Une plante vit et croît grâce à des substances minérales mais elle n’est pas capable de prélever, elle-même, les substances minérales du sol car celles-ci s’y trouvent sous forme organique. La vie du sol permet de boucler cette boucle car c’est bien le sol qui nourrit les plantes et les arbres, chose que les adeptes de la bio ont compris depuis longtemps. Normalement – c’est à dire si la nature n’est pas contrariée ou volontairement mise de côté -, un intermédiaire vivant se trouve toujours entre la racine des plantes et le sol. Cet intermédiaire appartient, le plus souvent, au règne des champignons ou des bactéries. Avec le temps, un équilibre va s’installer entre la disponibilité en eau et en éléments minéraux – recyclés de la matière organique ou éventuellement libérés en continu par la roche mère – et leur consommation par les plantes. Cet équilibre va donner naissance à une forêt, avec une certaine quantité d’arbres, de plantes… Et tout le cortège d’animaux qui en vivent.

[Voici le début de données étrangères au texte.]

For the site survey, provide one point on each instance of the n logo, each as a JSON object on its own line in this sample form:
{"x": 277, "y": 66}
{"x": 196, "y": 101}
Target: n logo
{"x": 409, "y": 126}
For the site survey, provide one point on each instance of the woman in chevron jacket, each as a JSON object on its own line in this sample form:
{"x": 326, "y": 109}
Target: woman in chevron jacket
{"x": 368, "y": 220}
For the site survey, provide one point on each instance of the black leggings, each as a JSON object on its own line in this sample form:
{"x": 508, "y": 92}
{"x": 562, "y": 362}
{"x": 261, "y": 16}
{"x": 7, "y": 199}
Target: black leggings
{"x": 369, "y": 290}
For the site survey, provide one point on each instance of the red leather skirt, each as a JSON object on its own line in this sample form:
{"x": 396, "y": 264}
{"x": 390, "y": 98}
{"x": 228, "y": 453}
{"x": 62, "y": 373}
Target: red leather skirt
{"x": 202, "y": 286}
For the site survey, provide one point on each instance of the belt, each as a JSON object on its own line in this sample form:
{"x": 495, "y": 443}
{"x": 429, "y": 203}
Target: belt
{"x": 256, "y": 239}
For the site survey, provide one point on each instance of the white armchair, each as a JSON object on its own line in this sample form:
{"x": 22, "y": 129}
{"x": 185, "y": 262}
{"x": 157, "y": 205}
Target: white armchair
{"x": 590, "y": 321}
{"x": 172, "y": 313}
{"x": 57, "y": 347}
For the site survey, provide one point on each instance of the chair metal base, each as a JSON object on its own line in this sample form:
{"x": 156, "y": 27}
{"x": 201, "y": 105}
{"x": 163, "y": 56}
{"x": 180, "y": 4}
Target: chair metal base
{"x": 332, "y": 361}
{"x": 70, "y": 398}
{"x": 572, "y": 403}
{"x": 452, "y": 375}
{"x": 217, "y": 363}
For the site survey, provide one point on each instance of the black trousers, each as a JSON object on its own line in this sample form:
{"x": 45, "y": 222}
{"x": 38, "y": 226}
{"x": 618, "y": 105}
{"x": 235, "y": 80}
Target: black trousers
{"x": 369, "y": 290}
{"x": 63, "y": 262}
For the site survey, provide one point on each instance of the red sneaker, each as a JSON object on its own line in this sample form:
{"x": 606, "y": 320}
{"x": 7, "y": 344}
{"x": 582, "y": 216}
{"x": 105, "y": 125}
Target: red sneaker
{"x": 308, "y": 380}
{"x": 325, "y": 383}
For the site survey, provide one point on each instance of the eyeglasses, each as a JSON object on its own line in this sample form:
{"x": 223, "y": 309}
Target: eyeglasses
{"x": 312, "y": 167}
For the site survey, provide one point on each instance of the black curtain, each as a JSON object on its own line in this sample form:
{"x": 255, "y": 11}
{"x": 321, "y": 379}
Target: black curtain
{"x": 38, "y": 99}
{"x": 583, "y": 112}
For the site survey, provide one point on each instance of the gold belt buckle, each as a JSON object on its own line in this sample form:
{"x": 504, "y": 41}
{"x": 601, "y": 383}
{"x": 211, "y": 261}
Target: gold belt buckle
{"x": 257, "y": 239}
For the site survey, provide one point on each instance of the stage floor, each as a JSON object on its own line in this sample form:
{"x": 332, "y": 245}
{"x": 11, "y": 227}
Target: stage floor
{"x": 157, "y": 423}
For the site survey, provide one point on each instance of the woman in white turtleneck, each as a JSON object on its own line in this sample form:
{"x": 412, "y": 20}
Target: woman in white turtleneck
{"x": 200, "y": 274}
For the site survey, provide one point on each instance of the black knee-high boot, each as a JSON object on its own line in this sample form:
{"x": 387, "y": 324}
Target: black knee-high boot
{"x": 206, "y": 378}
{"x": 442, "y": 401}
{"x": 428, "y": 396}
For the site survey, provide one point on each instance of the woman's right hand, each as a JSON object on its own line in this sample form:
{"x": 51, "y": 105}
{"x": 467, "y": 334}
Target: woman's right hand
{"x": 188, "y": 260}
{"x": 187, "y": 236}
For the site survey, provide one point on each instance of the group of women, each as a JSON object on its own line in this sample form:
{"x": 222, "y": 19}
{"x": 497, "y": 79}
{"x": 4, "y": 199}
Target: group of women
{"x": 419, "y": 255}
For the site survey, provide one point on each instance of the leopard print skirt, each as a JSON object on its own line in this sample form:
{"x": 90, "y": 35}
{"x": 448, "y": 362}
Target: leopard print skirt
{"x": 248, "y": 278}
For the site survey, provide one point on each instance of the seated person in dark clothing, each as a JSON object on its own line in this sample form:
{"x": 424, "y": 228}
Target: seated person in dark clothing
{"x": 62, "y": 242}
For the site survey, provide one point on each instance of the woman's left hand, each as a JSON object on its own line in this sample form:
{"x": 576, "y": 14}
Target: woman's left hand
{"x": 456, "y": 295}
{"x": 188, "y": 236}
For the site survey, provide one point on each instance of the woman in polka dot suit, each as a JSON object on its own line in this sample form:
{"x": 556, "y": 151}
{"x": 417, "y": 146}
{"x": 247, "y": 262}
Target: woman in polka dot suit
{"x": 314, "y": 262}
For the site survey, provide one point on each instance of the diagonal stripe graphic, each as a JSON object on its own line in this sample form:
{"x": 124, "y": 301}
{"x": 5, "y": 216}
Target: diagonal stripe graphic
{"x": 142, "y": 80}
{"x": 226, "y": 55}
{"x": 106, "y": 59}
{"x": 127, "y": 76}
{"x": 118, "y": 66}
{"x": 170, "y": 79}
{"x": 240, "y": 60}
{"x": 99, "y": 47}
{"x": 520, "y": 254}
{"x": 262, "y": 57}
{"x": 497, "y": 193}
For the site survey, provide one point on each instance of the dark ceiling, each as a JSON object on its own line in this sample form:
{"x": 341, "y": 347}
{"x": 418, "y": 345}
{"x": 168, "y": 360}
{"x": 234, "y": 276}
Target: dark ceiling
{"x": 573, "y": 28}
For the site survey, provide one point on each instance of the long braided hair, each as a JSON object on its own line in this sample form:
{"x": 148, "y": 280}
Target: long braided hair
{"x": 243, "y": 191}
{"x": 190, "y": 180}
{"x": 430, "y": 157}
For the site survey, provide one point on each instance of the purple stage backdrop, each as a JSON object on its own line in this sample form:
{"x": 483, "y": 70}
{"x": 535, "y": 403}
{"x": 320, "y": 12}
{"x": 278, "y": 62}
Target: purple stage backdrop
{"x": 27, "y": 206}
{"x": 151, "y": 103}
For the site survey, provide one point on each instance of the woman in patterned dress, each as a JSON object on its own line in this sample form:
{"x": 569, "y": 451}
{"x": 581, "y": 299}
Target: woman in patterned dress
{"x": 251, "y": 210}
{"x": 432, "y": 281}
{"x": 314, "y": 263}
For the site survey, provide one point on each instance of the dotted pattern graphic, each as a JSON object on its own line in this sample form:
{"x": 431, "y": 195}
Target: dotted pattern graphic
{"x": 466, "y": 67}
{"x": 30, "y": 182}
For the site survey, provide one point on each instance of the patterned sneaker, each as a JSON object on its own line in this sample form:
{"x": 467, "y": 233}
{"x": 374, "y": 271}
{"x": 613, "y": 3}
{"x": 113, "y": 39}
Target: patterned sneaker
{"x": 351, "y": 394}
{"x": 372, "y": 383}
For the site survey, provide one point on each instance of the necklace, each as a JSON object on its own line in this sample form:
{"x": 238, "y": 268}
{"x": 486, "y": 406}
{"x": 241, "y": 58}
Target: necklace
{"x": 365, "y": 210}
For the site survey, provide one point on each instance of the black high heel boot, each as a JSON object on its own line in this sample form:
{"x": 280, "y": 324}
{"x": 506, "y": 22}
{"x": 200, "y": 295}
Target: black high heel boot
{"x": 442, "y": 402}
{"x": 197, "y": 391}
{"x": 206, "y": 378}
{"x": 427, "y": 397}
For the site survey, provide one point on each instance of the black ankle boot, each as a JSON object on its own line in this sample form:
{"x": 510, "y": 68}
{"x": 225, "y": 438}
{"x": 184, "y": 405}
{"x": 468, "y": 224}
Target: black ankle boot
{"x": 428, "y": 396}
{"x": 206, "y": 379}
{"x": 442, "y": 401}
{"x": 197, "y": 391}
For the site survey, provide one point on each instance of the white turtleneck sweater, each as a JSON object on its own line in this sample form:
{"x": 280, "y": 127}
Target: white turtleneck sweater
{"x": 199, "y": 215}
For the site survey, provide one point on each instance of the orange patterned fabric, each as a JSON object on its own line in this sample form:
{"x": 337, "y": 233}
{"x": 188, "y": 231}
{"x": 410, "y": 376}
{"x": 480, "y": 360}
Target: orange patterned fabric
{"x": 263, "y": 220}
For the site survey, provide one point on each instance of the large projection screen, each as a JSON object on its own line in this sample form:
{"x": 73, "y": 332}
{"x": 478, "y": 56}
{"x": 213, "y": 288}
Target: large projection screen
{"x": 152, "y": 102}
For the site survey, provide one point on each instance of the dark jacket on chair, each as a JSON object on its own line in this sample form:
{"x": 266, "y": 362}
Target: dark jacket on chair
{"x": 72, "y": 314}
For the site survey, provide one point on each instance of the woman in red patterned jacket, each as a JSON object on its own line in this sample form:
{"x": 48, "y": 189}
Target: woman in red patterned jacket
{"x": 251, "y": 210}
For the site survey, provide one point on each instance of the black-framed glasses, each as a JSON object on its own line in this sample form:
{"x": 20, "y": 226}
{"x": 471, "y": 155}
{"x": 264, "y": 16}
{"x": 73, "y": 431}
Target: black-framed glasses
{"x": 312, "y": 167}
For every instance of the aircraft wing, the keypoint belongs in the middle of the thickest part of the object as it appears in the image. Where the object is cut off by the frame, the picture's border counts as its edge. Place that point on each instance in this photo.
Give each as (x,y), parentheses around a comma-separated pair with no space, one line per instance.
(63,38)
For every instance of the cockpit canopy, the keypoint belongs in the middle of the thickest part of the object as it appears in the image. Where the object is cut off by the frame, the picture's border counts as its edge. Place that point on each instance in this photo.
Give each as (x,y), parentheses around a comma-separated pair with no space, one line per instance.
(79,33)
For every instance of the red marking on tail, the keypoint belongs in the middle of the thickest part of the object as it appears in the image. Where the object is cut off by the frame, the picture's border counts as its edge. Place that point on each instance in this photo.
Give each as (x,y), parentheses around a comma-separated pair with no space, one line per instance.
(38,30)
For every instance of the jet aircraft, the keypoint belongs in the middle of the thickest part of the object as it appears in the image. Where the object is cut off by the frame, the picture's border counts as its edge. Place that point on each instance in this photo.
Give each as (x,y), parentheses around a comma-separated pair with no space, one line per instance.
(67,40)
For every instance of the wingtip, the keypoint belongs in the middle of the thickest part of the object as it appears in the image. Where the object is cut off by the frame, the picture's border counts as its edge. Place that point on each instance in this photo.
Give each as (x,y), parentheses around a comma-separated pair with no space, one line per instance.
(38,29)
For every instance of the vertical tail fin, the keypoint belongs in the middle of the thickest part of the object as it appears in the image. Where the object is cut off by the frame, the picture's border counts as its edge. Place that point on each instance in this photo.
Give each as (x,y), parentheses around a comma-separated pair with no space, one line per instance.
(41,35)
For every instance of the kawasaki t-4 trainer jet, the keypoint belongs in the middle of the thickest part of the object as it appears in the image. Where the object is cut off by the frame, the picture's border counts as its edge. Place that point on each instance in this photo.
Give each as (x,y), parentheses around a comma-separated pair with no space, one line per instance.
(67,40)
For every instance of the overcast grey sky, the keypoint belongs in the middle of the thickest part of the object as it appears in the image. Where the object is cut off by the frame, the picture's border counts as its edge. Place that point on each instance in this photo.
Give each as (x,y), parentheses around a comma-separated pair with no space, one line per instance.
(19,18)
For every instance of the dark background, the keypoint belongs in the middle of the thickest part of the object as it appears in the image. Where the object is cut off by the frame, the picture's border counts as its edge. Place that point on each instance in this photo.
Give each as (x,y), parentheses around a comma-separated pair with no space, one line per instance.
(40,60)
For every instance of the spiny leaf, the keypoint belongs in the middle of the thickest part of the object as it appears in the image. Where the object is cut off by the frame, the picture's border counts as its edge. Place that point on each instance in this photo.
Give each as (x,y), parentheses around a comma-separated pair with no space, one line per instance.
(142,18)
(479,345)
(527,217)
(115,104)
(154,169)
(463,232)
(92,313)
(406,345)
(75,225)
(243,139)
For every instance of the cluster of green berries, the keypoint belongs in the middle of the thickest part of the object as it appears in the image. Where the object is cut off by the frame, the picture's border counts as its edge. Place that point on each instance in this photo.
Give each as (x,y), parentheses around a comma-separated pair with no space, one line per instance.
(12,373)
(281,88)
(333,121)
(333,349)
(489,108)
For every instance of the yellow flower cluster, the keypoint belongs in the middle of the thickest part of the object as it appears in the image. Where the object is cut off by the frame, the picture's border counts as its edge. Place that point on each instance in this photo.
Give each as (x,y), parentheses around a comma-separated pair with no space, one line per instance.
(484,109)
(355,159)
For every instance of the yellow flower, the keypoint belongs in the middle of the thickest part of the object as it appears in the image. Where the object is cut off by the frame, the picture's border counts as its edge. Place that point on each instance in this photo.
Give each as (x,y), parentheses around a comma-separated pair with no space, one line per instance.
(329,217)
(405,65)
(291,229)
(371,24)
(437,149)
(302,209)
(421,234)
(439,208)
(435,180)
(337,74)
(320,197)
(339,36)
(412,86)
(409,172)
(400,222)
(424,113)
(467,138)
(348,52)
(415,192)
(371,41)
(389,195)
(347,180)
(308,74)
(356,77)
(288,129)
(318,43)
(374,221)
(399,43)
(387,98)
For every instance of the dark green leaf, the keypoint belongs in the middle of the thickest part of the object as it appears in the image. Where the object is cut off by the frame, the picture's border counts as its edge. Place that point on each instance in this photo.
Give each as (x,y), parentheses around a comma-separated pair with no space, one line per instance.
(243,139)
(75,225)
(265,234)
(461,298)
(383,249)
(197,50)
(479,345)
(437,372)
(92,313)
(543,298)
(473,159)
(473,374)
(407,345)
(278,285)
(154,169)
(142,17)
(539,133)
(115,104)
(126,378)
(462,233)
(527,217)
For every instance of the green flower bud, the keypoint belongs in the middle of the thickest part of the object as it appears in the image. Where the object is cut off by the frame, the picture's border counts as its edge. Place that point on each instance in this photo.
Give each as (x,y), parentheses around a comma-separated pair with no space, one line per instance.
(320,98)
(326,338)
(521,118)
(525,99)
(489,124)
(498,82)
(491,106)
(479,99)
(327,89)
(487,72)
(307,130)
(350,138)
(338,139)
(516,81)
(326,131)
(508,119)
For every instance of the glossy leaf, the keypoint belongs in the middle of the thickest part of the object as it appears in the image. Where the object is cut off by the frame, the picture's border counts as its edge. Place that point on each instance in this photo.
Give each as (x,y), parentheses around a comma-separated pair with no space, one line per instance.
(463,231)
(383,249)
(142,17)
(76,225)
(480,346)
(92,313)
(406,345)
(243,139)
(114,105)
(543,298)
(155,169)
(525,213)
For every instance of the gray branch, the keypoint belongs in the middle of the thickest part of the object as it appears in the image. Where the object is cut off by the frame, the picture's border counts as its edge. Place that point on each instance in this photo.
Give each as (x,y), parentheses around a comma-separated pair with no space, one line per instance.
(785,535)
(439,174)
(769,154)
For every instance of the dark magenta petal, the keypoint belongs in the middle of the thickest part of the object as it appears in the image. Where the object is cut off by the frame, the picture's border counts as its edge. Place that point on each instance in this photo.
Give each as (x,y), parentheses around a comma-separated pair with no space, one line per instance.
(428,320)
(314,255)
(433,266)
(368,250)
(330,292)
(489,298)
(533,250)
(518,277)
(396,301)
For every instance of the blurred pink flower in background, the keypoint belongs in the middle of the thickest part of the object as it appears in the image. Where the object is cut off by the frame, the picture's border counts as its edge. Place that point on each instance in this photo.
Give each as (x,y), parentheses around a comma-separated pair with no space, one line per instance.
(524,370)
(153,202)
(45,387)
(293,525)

Une terre poreuse, grumeleuse, où circulent l’air et l’eau

Le sol, tel que nous le décrivons ici, est – et reste – ce qu’il est uniquement parce qu’il est vivant ! Ce sont les micro-organismes du sol qui réarrangent en permanence les composants minéraux et organiques du sol, puis les préparent pour les fournir aux racines et à la végétation : ce sont des milliers d’espèces d’acariens, d’algues, de bactéries, de champignons, d’insectes, de nématodes et de vers, notamment, qui s’activent à cet effet, dans d’innombrables chaînes alimentaires de « manger et être mangé », de « je te prépare l’aliment que tu prépares pour le suivant », de « moi, je mélange le tout »…

Divers mécanismes gardent le sol poreux car l’eau est vitale pour tous ; elle doit pouvoir pénétrer facilement et être stockée pour les périodes de sécheresse. De plus, une grande partie des micro-organismes actifs font partie du règne animal et ont besoin d’air pour respirer ; cet air doit donc circuler en abondance. La porosité du sol a deux origines majeures : d’une part, les sécrétions des micro-organismes qui agglomèrent entre eux ce mélange de particules minérales et organiques dans des formes globalement sphériques. Or tout le monde connaît les espaces restants dans un sac de billes par rapport au peu de place laissée dans un tas de cubes plus ou moins d’une taille identique. D’autre part, les animaux circulent dans le sol, comme une compagnie de mineurs… Ils y créent et y entretiennent de très nombreuses galeries : pensez à celles des vers de terre qui sont autant de passages permettant à l’air et à l’eau de pénétrer sous la terre. Les racines des végétaux laissent aussi de grands vides quand elles meurent ; d’importants espaces restent aussi entre les grosses particules comme des sables grossiers ou des cailloux – il y a toujours bien une fente entre un caillou et le sol. Si la vie disparaît du sol, plus rien ne maintient cette terre grumeleuse, bien connue des jardiniers, et il ne reste plus qu’un gros tas de poussière que le vent aura tôt fait de disperser. C’est ce qu’on observe encore trop souvent dans des serres en hiver, où l’on ne pense plus à arroser puisqu’il n’y a plus de culture et que la vie disparaît par manque d’eau… En extérieur, et en présence de pluie, un sol mort se compacte et se colmate, les particules fines bouchant les trous entre les plus grosses. Il achève de s’asphyxier en devenant un gros bloc inerte d’un seul morceau. Quand surviennent des pluies diluviennes, les terres agricoles ne jouent plus leur rôle de tampon, comme d’énormes éponges qui retardent l’écoulement des masses d’eau. Celles-ci ruissèlent donc sur la plaine rendue étanche, provoquent des crues et des coulées de boue toujours plus fréquentes, au grand dam des habitants des vallées…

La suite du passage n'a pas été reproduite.